Closure of Scotiabank Lucea branch to hit businesses, pensioners hard, say Hanoverians
LUCEA, Hanover — Lucea businessman and senior citizen Patrick Kerr has been a customer of Scotiabank Lucea branch for more than four decades. He believes that the planned closure of that branch next month will impact the elderly and entrepreneurs, who have been doing business there, the hardest.
“I know it will affect me,” Kerr told the Jamaica Observer West.
He argued that even though there are ABMs in the town, there are some transactions that need to be done at a branch.

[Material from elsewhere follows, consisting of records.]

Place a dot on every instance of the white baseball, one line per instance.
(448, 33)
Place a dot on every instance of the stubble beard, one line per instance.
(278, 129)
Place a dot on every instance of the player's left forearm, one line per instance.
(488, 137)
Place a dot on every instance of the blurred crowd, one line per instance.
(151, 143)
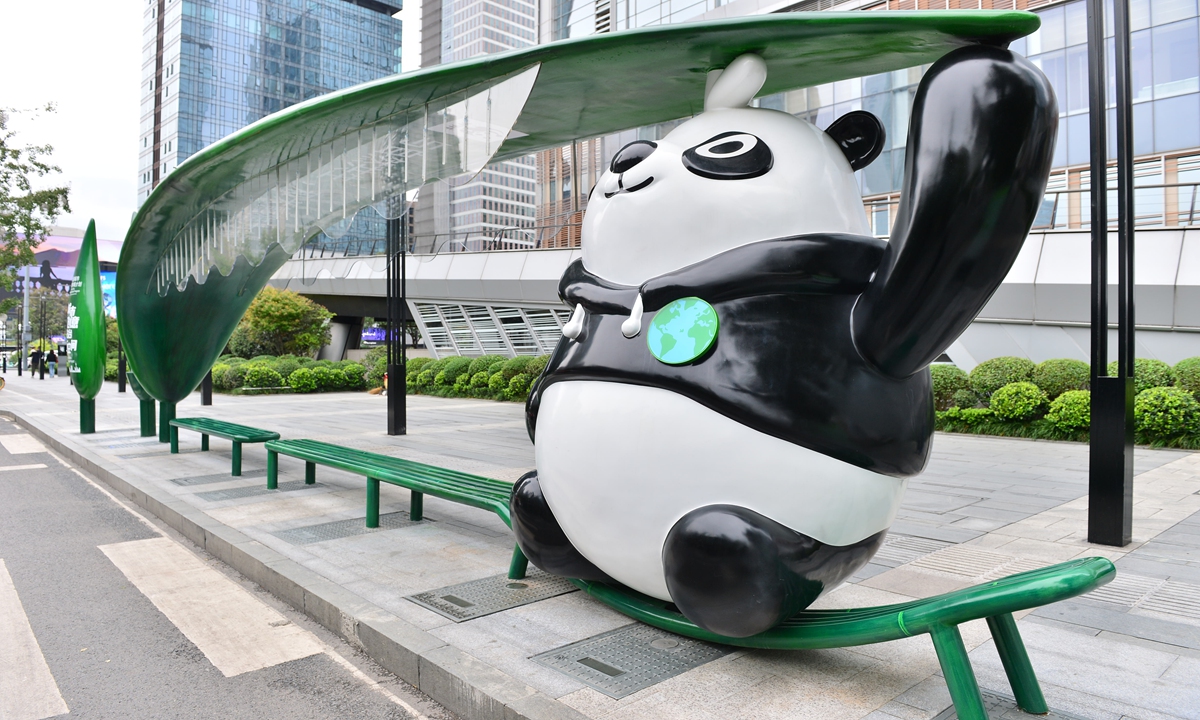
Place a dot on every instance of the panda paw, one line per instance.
(540, 537)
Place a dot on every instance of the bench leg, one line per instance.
(372, 503)
(959, 677)
(1017, 664)
(519, 565)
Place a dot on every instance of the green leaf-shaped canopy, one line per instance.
(216, 229)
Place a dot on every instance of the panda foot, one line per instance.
(736, 573)
(540, 537)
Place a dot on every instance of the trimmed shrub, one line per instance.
(519, 387)
(1018, 401)
(354, 373)
(303, 381)
(995, 373)
(1061, 375)
(1147, 373)
(259, 375)
(1165, 412)
(1187, 375)
(948, 379)
(328, 378)
(235, 376)
(1072, 411)
(965, 400)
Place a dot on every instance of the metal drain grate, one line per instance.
(343, 528)
(1003, 707)
(216, 478)
(479, 598)
(629, 659)
(899, 550)
(249, 492)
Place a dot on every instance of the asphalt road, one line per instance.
(133, 622)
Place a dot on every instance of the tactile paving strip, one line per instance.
(1002, 707)
(479, 598)
(629, 659)
(343, 528)
(255, 490)
(216, 478)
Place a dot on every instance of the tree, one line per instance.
(27, 211)
(281, 323)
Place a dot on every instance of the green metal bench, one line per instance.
(418, 478)
(229, 431)
(813, 629)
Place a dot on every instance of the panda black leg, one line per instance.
(737, 573)
(540, 537)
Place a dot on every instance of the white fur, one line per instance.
(621, 463)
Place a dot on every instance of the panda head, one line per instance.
(729, 177)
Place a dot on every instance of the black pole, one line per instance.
(397, 316)
(1110, 472)
(120, 366)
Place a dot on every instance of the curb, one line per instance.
(463, 684)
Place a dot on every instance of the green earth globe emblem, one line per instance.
(682, 331)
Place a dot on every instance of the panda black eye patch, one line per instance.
(730, 156)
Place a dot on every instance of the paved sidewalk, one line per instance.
(985, 508)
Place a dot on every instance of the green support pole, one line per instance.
(87, 415)
(148, 423)
(372, 503)
(959, 677)
(1017, 664)
(166, 414)
(519, 565)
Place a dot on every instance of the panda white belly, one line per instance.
(619, 465)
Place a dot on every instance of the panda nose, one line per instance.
(630, 155)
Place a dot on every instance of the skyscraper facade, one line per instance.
(214, 66)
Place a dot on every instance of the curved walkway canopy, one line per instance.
(214, 232)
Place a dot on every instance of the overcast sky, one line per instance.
(85, 57)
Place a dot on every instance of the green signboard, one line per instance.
(85, 330)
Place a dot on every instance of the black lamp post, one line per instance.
(1110, 472)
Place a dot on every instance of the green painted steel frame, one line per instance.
(585, 88)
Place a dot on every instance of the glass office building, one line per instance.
(214, 66)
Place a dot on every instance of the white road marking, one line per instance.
(28, 690)
(237, 631)
(22, 443)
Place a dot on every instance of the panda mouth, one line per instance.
(621, 186)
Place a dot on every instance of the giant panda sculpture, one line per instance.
(762, 459)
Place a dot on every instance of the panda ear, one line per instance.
(737, 84)
(861, 137)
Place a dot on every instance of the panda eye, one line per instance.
(730, 156)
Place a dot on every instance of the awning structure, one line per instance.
(215, 231)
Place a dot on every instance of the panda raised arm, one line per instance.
(979, 151)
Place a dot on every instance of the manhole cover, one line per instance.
(216, 478)
(629, 659)
(1003, 707)
(255, 490)
(479, 598)
(342, 528)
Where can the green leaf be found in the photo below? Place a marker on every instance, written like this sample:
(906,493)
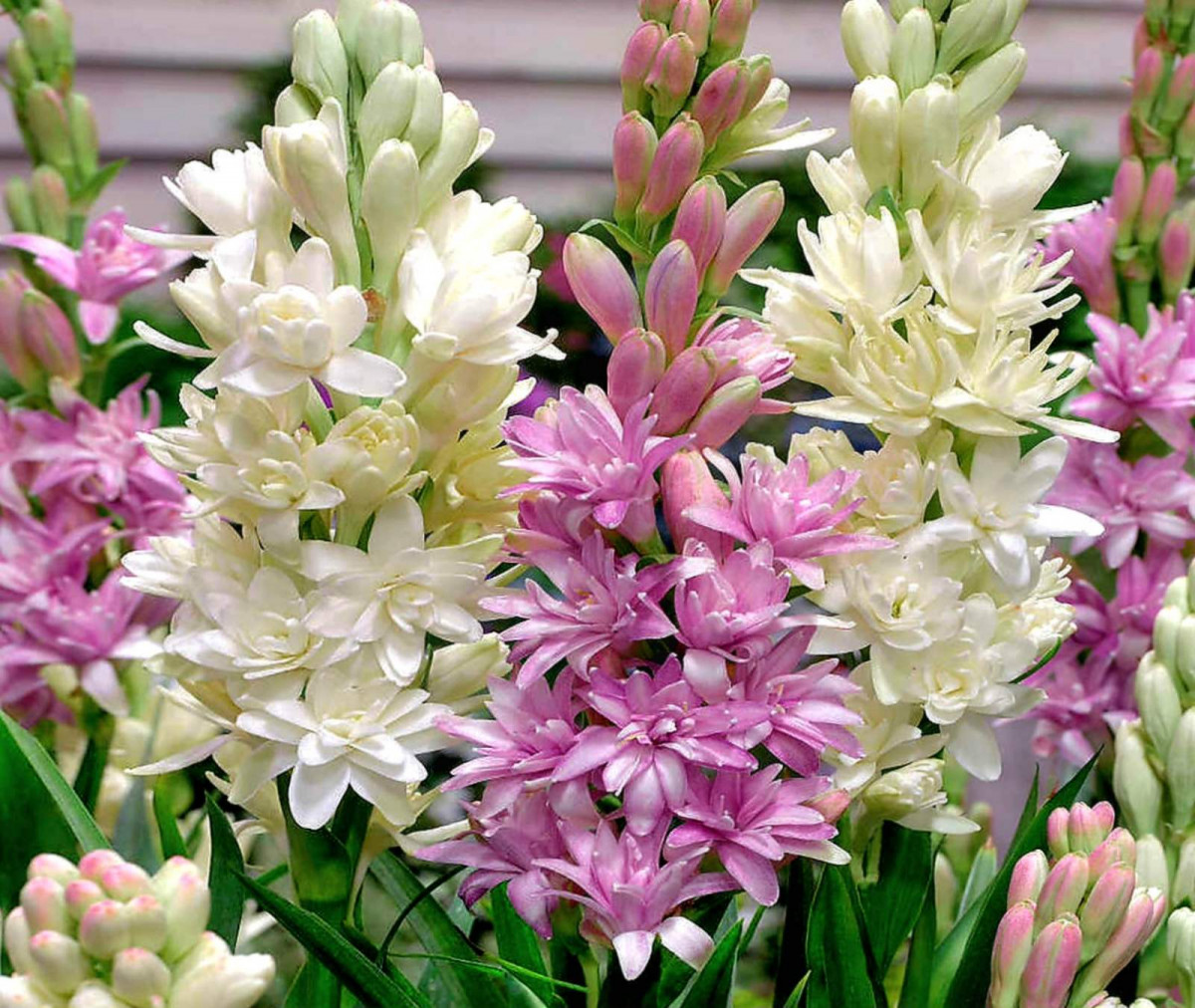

He said that the nearest branches to his place of business are located in Negril, Westmoreland and Fairview, Montego Bay, a distance of roughly 44 kilometres.
“Going to any of them will take up a lot of your time, because, it will take at least 40 minutes one way to Negril, or to Montego Bay based on the traffic,” he said.
“It is going to take at least 40 minutes and then to be in the bank for another long time… overall, it is going to take at least three hours just to go and do one transaction and to return to my business. Now, that’s almost all of your day gone.”
Kerr, a Justice of the Peace, also expressed concerns for other elderly persons.
“Transportation will be very hard for them [elderly], and for those of them who are just living off their meagre pension, it just will not work,” said Kerr, noting that there are many pensioners getting as little as $2,800 fortnightly.
“So, it will be difficult for them to go there [Scotiabank Negril or Fairview branches] to collect the $2,800 and return bearing in mind that travelling from the town of Lucea to Negril and back costs $450, almost the same as the round trip to Bogue in St James.”
For Nerris Hawthrone, the chairperson of the Lucea Development Initiative Committee, security is a major concern.
“Can you imagine when people go to Negril to draw large sums of money and are coming back?” she asked.
“It is going to be more work for the police, it is going to be hard for everybody,” said Hawthrone, a senior citizen.
Three weeks ago, a meeting called by Scotiabank to discuss their decision to close the Lucea branch ended abruptly, after customers became angry and walked out of the gathering.
During the lengthy meeting which was held in the church hall of the United Church in Jamaica and the Cayman Island in Lucea,
customers were handed letters advising them of the planned closure of the facility.
“Scotia Jamaica has undertaken a review of our service delivery network to ensure long-term viability through heightened operational efficiency. As a result of this review we advise that effective May 22, 2015, we will be closing our branch at Lucea
and your account(s) will automatically be transferred to the Negril branch located in Westmoreland,” the letters stated.
And in his address Scotiabank’s District Vice President Michael Shaw said, “We have undertaken a review of our operating model and retail distribution network and identified opportunities to streamline our operations and improve efficiency.”
However, this did not go down well with angry customers present.
“My advice to all of us here, since we are no longer valued customers, we should take our money go where we want to go and not only that, since you [Scotibank] has no interest in Hanover to provide the services that we need, take you machines [ABM] and go as well, take your machines and go,” said one of the roughly 100 customers in attendance at the meeting.
But Executive Vice President for Retail Banking Patsy Latchman-Atterbury, in a bid to appease the boisterous customers, said in the upcoming days the company would be demonstrating to them how much they mean to the bank.
She said employees would be put in place to assist customers during the transition period.
He remarked, however, did not prevent the scores of customers from storming out of the meeting.
Scotiabank has had a presence in Hanover for more than 60 years, and is currently location on Willie Delisser Blvd in Lucea.